## Binary

Computers turn every number into binary. The numbers that we use are expressed in base 10. Every 10 1s equals 1 ten, every 10 tens equals 1 hundred, and so on. In binary, you go up a unit every 2 numbers. So 2 ones equals 1 two, 2 twos equal 1 4, and so on. For example, the number 9 would be 1001 in binary: 1 one, 0 twos, 0 fours, and 1 eight. 1 + 8 =9. Computers do this because it is easier to design circuits that only have values of 1 or 0 than circuits with 10 separate values each.

## Addition

Computers have basic mathematical operations like addition and subtraction programmed into them. Adding in binary is extremely simple. If you have 2 numbers with a 1 value, you store a 0 and move carry 1. Otherwise, you record the bigger of the two numbers in that slot. For example, if you are adding 5 + 4, you get: 0101 + 0100. In the first slot, you have a 1 + 0, so you store the bigger number, 1. In the second slot, you have two 0s, so you store 0 (since both numbers are the same.
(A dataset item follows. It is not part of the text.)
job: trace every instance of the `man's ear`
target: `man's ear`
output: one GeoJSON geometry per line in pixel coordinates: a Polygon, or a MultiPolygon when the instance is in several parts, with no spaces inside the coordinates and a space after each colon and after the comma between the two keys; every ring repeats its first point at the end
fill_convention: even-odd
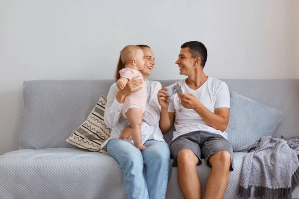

In the third slot you have two 1s, so you store a 0 and carry a 1. You end up with the number 1001, or 9.

## Multiplication.

Computers use long multiplication, but they do it in binary. If the computer multiplies a number by 1, it returns a 1. This is a much simpler system than base 10, even though it does require more steps. For example, in base 10 the problem 8 * 9 is an easy, 1-step problem with no long multiplication. However, in binary each number is 4 digits long, and the solution is 7 digits long!

## Subtraction

Subtraction is done in two steps. Rather than subtracting a number, a binary computer adds its compliment, a number with ones where the original has zeros, and zeros where the original has ones. For example, whereas 4 is 0100 in binary, negative 4 is 1011. So, for 7 - 4, we get 0111 + 1011 = 10010. The number at the leftmost side is then moved to the right, giving us 0011 = 3.